29 Eylül 2018

Leave No Trace


ağır dram yapmayalım demişler, tamam tercih meselesi ama adamın sıkıntısı ne? bunu üç cümle ile anlatsalar ona bile razıydım. çok az ipucu, az dialog. bir dram da olmayınca biraz sıkıcı bir film olmuş. tabii sıkıcı filme göre hızlı geçti. esas kızın içinde kopan fırtınalar yüzünden belki insan bir yerden sonra acıyor, ondan bir hızlı geçiş söz konusu olabiliyor. canlı gitar çalımları güzeldi, müzikler fena değildi. yeşiller, doğa moğa falan da güzeldi. insandan uzaklaşma temalı film için izlenebilir. dram bekleniyorsa pek bir numarası yok. fikir bekleniyorsa yine yok. geriye ne kalırsa onun için izlenebilir işte.

--- spoiler ---

.pat diye ormanda başlıyor. bir baba ve kızı ormanda yaşıyorlar. düzenlerini kurmuşlar ama şehre gelip alışveriş yapıyorlar. adam eski asker, ilaçlarını hap bağımlılarına satarak para kazanıyor. mevzusu bu.

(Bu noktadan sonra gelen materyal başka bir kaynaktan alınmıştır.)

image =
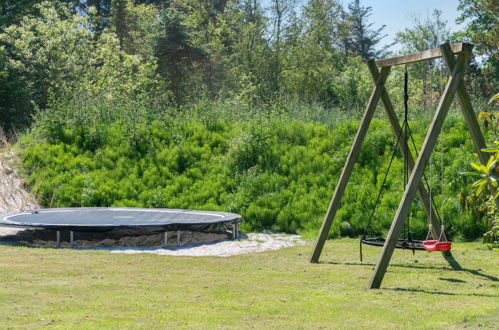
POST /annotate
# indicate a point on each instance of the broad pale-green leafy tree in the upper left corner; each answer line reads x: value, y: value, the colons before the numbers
x: 56, y: 56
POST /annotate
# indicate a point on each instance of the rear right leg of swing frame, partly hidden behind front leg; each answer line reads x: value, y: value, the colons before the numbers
x: 467, y: 108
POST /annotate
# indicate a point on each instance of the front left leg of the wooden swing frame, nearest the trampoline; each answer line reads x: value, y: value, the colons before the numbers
x: 351, y: 159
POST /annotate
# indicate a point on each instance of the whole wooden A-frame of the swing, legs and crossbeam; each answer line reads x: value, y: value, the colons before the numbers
x: 456, y: 67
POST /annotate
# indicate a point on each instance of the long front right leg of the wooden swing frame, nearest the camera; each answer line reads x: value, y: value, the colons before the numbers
x: 417, y: 173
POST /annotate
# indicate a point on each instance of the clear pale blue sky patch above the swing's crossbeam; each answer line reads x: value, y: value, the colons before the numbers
x: 395, y: 14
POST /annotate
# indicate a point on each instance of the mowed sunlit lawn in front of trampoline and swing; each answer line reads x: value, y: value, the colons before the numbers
x: 280, y: 289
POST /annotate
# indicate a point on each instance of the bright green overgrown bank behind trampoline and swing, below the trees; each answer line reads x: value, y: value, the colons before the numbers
x: 276, y: 168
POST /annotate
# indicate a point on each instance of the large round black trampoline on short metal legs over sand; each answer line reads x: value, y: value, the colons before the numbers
x: 102, y: 219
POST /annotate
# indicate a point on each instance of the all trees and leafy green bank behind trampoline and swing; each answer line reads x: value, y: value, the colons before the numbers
x: 217, y: 105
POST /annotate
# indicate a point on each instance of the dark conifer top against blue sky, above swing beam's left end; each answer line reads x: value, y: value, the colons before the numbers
x: 363, y: 39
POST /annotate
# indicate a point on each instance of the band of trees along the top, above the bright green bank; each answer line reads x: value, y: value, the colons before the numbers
x: 173, y: 52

.insanlardan uzak kalmak istiyor, tamam anladım ama kızını niye sürüklüyor? o da insan sayılmaz mı? zaten en sonunda adamı bıraktı. bunun açıklaması yok. askerlik yüzünden mi kafayı yemiş? yaptıkları psikolojik testin bari bir sonucu çıksaydı. bir manası olmuyor bir yerden sonra.

.işler böyle yarım yamalak, aç karna giderken kızı ormanda koşu yapan bir tip görüyor. yetkililere haber veriyor. köpekle ormana daldıkları vakit, o kadar tatbikat falan boşa gidiyor. hayvan iki saniyede bunları yakalıyor. sisteme giriyorlar. bir sürü test, şu bu derken, hayırsever bir vatandaş bunlara ev veriyor.

.yine ormanda müstakil bir ev, noel ağacı işi yapıyor ama bundan da memnun olmuyor. kızı orada kalmak istiyor. iki saniyede sosyalleşiyor. tavşanı olan bir oğlanla bile konuşuyor. bunca zaman ormanda yaşamış ama benden sosyal yemin ederim.

.zaten hikayenin başı yok, annesine ne oldu o belli değil. kaç senedir böyle yaşadıklarını da bilmiyoruz. hepsini kitabına bırakmışlar herhalde.

.neyse adam kalk gidiyoruz diyor, tekrar yollara düşüyorlar. otobüs yolculuğu, sonra kamyon şoföründen rica ile sapa bir yere geliyorlar. denizden yüksek bir yermiş. soğukmuş. kız donuyor, ayaklar su alıyor. babası bir sürü uğraşıyor ama olacak gibi değil. geceyi orada geçirmek için koştur koştur bir yer yapıyor. içinde donmadan sabaha çıkıyorlar. filmin en gergin kısmı burası, donsalar güzel olabilirdi. en azından bir küçük parmak falan olabilirdi yani.

.kurtuluyorlar, ağaç evi buluyorlar, biraz yiyecek falan var ama yeterli değil, adam bir şeyler bulmak için yola çıkıyor. uzaklaşamadan takılmış düşmüş. kız bir gün babasını bekliyor, yine geriliyoruz. ikinci gün aramaya gidip buluyor. neyse ki ölmemiş. tam o an ormanda takılan tiplere koşup yetişiyor.

.nasıl tesadüfse artık, onlar babasını kurtarıyorlar, karavan kamp alanı gibi. toplumdan uzak, doğa severlerle buluşuyorlar. nasıl iyi insanlarsa artık hepsi, bir tane kötü gözle bakanı yok, hepsi süper naifler. kimse kimsenin tavuğuna kışt demiyor.

.kız burayı da çok beğeniyor. orada kalmak için kira bile ödüyor. artık ne parası varsa işin başındaki karıya veriyor. adam iyileştikten sonra ki ayağı tam iyileşmeden bile o toplumdan bile ayrılıyor. 

.ormanda yalnız yaşayan başka bir adam varmış, kadın ona da yiyecek koyarmış. kızı da babasının özel sesini çıkararak yiyeceği koyuyor ve film böylece bitiyor. hani ne oldu dediğinizi duyar gibiyim.

.kız kamp alanında kalıyor, babasına sen de kalabilsen kalırsın biliyorum diyerek veda ediyor. bu yani sadece.